Writing Prompts - Alexander Savranskiy
Prompt 1
After the Ukraine was occupied by Germany, thousands of Ukrainian citizens volunteered to help the Nazis. Alexander Savranskiy notes the following:
A couple of days after the Romanian and German soldiers came in, they organized [a] volunteer army from the local people. This is [was]the first time I faced antisemitism.
Write an essay summarizing and analyzing how Savranskiy's neighbors would be motivated or deterred from volunteering to aid the Germans. Be sure to cite strong and thorough evidence from his video to support your analysis.
Prompt 2
In his book The Boy on the Wooden Box, author and Holocaust survivor Leon Leyson describes his difficulty describing starvation in the ghetto:
I remember once shortly after we were settled in Los Angeles, I tried to describe to a neighbor what it was like to be starving in a ghetto.
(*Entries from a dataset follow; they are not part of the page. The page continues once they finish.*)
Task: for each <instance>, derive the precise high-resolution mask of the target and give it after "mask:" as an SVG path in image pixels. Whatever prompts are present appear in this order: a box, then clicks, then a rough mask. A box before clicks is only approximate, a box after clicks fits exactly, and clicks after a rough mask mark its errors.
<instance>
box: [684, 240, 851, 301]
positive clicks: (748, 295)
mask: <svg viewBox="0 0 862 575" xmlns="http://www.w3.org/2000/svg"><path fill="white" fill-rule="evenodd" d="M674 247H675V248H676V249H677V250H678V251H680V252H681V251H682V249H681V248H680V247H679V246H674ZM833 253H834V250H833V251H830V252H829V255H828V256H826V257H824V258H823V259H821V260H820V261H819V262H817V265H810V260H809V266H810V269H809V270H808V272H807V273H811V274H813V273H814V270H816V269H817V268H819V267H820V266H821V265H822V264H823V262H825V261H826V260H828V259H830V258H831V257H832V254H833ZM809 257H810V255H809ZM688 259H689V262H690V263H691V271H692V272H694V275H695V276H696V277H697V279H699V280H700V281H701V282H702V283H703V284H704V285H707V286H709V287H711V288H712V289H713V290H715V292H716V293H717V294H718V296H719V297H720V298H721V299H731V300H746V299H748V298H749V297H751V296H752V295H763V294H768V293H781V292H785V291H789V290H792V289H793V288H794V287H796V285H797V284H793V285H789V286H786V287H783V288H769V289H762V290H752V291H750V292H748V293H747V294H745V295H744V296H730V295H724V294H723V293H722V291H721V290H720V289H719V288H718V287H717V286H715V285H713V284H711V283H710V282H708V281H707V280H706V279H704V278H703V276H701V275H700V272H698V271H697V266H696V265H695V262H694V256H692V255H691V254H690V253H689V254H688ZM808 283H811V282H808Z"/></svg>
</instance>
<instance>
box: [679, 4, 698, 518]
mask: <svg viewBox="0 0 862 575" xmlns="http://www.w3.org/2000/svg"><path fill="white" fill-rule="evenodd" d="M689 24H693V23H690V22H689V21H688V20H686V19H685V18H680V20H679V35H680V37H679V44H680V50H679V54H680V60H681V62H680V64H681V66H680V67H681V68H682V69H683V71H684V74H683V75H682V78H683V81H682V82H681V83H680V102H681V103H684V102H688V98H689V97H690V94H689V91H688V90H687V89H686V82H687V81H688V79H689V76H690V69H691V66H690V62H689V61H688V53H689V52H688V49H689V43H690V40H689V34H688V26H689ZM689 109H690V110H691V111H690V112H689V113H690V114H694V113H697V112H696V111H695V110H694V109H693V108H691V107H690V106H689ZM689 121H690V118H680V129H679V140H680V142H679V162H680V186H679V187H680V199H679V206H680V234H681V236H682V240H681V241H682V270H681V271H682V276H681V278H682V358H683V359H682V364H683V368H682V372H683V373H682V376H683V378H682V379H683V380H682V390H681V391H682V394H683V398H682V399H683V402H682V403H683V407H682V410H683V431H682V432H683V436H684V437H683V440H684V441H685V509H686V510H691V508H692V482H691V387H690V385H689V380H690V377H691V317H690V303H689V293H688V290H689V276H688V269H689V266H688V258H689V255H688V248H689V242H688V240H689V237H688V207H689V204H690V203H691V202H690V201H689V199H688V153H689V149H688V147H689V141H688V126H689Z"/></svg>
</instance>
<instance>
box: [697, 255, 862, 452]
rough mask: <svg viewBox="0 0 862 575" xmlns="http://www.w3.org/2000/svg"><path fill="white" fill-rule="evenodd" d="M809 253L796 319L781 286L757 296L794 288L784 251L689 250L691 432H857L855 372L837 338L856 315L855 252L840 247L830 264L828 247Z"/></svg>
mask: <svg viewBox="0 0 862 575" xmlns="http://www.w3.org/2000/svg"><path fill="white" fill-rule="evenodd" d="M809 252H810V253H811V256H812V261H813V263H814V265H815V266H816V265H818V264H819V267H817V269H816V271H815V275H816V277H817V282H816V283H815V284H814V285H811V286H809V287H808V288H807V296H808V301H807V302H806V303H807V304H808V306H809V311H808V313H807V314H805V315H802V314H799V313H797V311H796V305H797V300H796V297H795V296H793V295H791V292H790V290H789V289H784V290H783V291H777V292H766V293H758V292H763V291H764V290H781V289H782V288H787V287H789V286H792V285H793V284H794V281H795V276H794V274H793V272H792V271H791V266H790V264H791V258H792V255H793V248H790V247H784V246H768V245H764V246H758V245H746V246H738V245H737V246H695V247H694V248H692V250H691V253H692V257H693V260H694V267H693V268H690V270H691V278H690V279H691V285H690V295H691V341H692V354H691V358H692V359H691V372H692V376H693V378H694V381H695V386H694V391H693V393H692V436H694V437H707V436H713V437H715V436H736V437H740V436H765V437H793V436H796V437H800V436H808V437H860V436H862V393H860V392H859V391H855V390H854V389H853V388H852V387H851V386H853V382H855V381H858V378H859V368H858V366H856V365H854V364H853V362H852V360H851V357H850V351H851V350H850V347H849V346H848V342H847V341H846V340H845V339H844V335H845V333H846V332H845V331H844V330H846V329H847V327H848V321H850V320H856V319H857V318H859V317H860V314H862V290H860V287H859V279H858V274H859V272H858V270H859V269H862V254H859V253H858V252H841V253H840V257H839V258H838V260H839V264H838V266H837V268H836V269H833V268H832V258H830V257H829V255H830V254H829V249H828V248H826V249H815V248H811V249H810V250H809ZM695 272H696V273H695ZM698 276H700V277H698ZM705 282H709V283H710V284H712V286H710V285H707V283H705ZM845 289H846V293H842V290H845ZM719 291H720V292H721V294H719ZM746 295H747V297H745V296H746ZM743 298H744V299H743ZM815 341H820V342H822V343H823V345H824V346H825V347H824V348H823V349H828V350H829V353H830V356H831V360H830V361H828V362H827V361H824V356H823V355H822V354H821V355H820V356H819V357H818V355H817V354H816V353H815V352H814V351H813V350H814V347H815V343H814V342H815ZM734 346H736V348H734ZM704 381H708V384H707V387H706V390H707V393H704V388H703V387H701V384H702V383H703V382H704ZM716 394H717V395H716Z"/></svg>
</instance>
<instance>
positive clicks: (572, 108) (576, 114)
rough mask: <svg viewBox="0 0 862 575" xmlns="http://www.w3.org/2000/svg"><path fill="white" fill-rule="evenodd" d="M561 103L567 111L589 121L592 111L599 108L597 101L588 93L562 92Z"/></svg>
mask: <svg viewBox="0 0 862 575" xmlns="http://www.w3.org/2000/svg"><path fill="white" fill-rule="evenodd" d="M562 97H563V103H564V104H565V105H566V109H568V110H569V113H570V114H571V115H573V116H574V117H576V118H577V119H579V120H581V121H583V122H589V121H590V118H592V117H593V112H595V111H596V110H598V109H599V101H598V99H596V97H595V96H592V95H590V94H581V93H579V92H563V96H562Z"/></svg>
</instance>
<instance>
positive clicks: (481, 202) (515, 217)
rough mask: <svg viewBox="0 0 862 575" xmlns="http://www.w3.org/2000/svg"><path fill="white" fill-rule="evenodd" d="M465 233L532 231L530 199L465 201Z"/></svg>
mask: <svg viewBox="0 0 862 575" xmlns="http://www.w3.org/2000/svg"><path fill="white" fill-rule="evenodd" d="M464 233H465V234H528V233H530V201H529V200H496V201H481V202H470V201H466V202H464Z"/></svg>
When I said we never had enough to eat, he responded, "We had rationing here too." He had no clue of the difference between what he had experienced in having only small quantities of butter and meat during the war and what I had experienced scrounging through garbage searching for a potato peel.
Leyson, Leon. The Boy on the Wooden Box. New York: Atheneum, 2013. Print.
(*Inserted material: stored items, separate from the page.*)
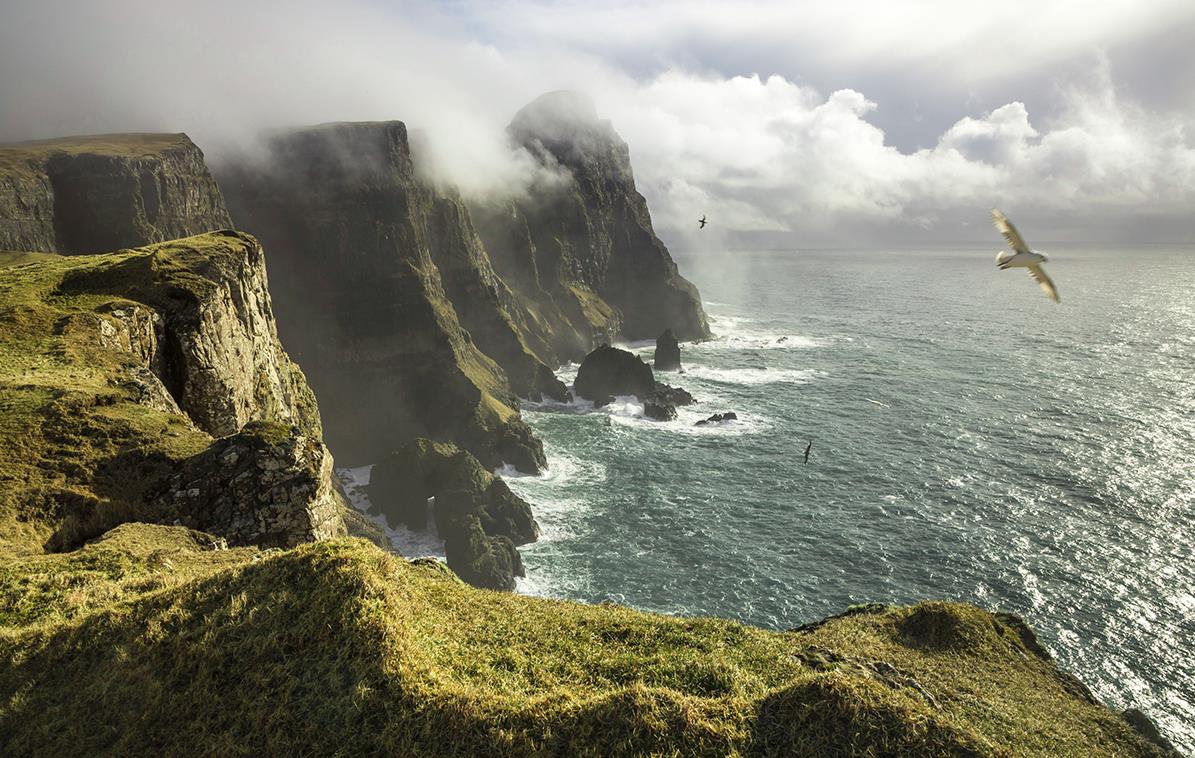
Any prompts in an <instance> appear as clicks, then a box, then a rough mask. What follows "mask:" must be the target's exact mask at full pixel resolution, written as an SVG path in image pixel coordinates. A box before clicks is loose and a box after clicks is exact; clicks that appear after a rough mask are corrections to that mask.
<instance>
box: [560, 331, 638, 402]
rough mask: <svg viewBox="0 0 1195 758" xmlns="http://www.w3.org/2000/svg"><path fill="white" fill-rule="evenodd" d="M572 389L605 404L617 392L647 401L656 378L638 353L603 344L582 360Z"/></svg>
mask: <svg viewBox="0 0 1195 758" xmlns="http://www.w3.org/2000/svg"><path fill="white" fill-rule="evenodd" d="M572 389H574V390H575V391H576V393H577V396H578V397H583V398H586V399H587V401H593V403H594V405H597V406H601V405H606V404H608V403H609V402H611V401H612V399H613V397H614V396H615V395H633V396H636V397H638V398H641V399H644V401H645V399H646V398H648V397H649V396H650V395H651V391H652V390H654V389H655V378H654V377H652V374H651V367H650V366H648V365H646V363H644V362H643V360H641V359H639V356H638V355H636V354H633V353H630V352H627V350H621V349H619V348H612V347H609V346H608V344H603V346H601V347H600V348H597V349H596V350H594V352H592V353H590V354H589V355H587V356H586V360H584V361H582V362H581V368H580V369H578V371H577V378H576V380H575V381H574V383H572Z"/></svg>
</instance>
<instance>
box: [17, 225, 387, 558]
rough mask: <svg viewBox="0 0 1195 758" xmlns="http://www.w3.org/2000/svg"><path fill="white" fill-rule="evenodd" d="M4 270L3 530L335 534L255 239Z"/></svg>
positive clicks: (302, 404)
mask: <svg viewBox="0 0 1195 758" xmlns="http://www.w3.org/2000/svg"><path fill="white" fill-rule="evenodd" d="M18 259H22V258H18ZM2 265H5V261H4V256H2V255H0V267H2ZM0 270H2V273H4V276H2V277H0V282H2V283H0V337H2V338H0V428H4V429H13V428H17V427H14V426H13V424H20V426H22V428H24V429H26V432H25V433H23V434H20V435H11V434H7V433H6V434H5V435H4V436H0V533H2V536H0V543H2V544H4V546H6V548H7V549H10V550H13V551H18V552H20V551H37V550H42V549H49V550H62V549H69V548H74V546H76V545H79V544H80V543H81V542H84V540H86V539H90V538H92V537H94V536H97V534H99V533H103V532H105V531H108V530H109V528H111V527H114V526H116V525H118V524H123V522H128V521H149V522H167V524H172V522H176V521H178V522H180V524H185V525H189V526H194V527H197V528H203V530H206V531H209V532H213V533H216V534H220V536H221V537H225V538H226V539H227V540H228V542H231V543H233V544H258V545H270V546H289V545H295V544H298V543H300V542H306V540H311V539H324V538H327V537H333V536H337V534H343V533H345V531H347V528H348V527H347V526H345V522H344V514H345V513H347V508H348V506H347V503H345V502H344V501H343V496H342V495H341V494H339V489H338V484H337V483H336V481H335V479H333V475H332V458H331V456H330V454H329V452H327V450H326V448H325V447H324V446H323V445H321V444H320V441H319V440H320V420H319V414H318V412H317V410H315V404H314V397H313V395H312V392H311V390H310V389H308V387H307V384H306V381H305V379H304V375H302V373H301V372H300V371H299V369H298V367H296V366H295V365H294V363H293V362H292V361H290V359H289V357H288V356H287V354H286V353H284V352H283V350H282V347H281V344H280V343H278V340H277V335H276V331H275V325H274V317H272V312H271V305H270V299H269V294H268V288H266V281H265V268H264V263H263V259H262V250H261V246H259V245H258V244H257V240H256V239H255V238H252V237H250V236H247V234H239V233H233V232H223V233H213V234H204V236H198V237H192V238H186V239H180V240H173V242H170V243H163V244H158V245H152V246H148V247H145V249H137V250H129V251H121V252H116V253H108V255H97V256H76V257H62V256H42V257H38V258H36V259H35V262H32V263H26V264H19V265H11V267H8V268H2V269H0ZM213 438H221V439H217V440H214V439H213ZM351 521H353V525H354V533H359V534H360V536H364V537H370V538H376V534H375V533H373V532H370V531H369V530H368V528H361V524H360V521H357V520H351Z"/></svg>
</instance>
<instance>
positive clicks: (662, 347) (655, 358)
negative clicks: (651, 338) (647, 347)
mask: <svg viewBox="0 0 1195 758" xmlns="http://www.w3.org/2000/svg"><path fill="white" fill-rule="evenodd" d="M651 366H652V368H655V369H656V371H680V342H678V341H676V335H674V334H673V332H672V329H666V330H664V331H663V334H662V335H660V336H658V337H656V353H655V355H654V357H652V360H651Z"/></svg>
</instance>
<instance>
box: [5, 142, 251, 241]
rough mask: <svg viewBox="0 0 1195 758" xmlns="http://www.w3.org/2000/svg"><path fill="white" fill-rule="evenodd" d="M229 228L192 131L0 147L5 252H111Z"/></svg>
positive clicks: (26, 143)
mask: <svg viewBox="0 0 1195 758" xmlns="http://www.w3.org/2000/svg"><path fill="white" fill-rule="evenodd" d="M229 226H232V222H231V221H229V220H228V212H227V209H226V208H225V204H223V198H222V196H221V195H220V189H219V188H217V187H216V183H215V181H214V179H213V178H212V175H210V173H208V169H207V166H206V165H204V163H203V153H202V152H201V151H200V148H198V147H196V146H195V143H194V142H191V140H190V139H189V137H188V136H186V135H185V134H105V135H94V136H73V137H63V139H57V140H44V141H39V142H19V143H14V145H0V250H41V251H56V252H62V253H81V252H105V251H110V250H119V249H122V247H135V246H137V245H146V244H149V243H155V242H164V240H167V239H176V238H180V237H189V236H192V234H198V233H202V232H208V231H212V230H220V228H227V227H229Z"/></svg>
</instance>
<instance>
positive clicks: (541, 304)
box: [473, 92, 710, 360]
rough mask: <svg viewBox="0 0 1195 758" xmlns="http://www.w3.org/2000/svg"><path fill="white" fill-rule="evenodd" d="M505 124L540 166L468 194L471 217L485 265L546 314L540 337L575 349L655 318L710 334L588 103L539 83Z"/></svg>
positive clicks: (698, 295) (605, 337)
mask: <svg viewBox="0 0 1195 758" xmlns="http://www.w3.org/2000/svg"><path fill="white" fill-rule="evenodd" d="M508 133H509V135H510V139H511V141H513V142H514V145H515V146H516V147H521V148H523V149H526V151H528V152H529V153H531V154H532V155H533V157H534V158H535V160H537V161H538V163H539V164H540V165H541V166H543V169H544V172H543V173H541V175H540V178H539V179H538V181H537V182H535V183H534V184H533V187H532V188H531V189H529V190H528V191H527V192H525V194H517V195H514V196H511V197H508V198H489V200H486V201H484V202H478V203H477V204H476V206H474V208H473V210H474V216H476V219H477V224H478V230H479V231H480V234H482V238H483V240H484V242H485V245H486V247H488V250H489V251H490V256H491V259H492V261H494V267H495V269H496V270H497V271H498V273H500V275H502V277H503V279H504V280H505V281H508V283H509V285H510V286H511V288H513V289H515V292H517V293H519V294H520V295H521V297H522V298H523V299H525V301H526V302H527V305H528V310H531V311H533V312H534V311H540V312H543V313H545V314H547V318H546V319H545V320H546V322H547V323H550V324H553V326H552V328H551V330H550V331H551V332H552V334H550V335H549V336H547V337H545V338H546V340H547V341H549V342H551V343H552V344H553V347H554V349H556V350H557V353H558V356H559V357H562V359H568V360H577V359H578V357H580V356H581V355H584V354H586V353H587V352H588V350H589V349H592V348H593V347H596V344H600V343H601V342H608V341H612V340H613V337H615V336H623V337H625V338H627V340H645V338H655V337H657V336H660V334H662V332H663V331H664V330H666V329H670V330H672V331H673V332H674V334H675V335H676V336H678V337H679V338H681V340H701V338H705V337H709V336H710V330H709V326H707V324H706V319H705V312H704V310H703V308H701V299H700V295H699V294H698V292H697V288H695V287H694V286H693V285H692V283H691V282H688V281H687V280H685V279H684V277H682V276H680V274H679V273H678V269H676V264H675V263H674V262H673V259H672V257H670V256H669V255H668V249H667V247H664V244H663V243H662V242H661V240H660V238H658V237H656V234H655V232H654V231H652V228H651V216H650V214H649V212H648V206H646V201H645V200H644V198H643V196H642V195H641V194H639V192H638V190H637V189H636V187H635V175H633V172H632V170H631V158H630V149H629V148H627V145H626V142H624V141H623V139H621V137H620V136H619V135H618V133H617V132H614V128H613V127H612V126H611V123H609V122H608V121H602V120H600V118H599V117H597V114H596V111H595V110H594V106H593V103H590V102H589V100H588V99H587V98H586V97H583V96H581V94H577V93H574V92H550V93H547V94H544V96H541V97H539V98H538V99H535V100H534V102H532V103H531V104H529V105H527V106H526V108H523V109H522V110H520V111H519V112H517V114H516V115H515V117H514V120H513V121H511V122H510V126H509V128H508ZM562 318H563V319H564V324H566V328H565V326H564V325H563V324H560V325H557V324H559V322H560V319H562Z"/></svg>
In the Tomashpol Ghetto, Alexander Savranskiys most vivid memories were "Hunger, cold, and death of the very close... We needed sugar. We needed nutrition. We were eating potato peels and beet peelings."
Write an essay that compares and contrasts these experiences in a ghetto with other survivor accounts of life in other ghettos. Be sure to cite strong and thorough evidence from both sources to support your argument.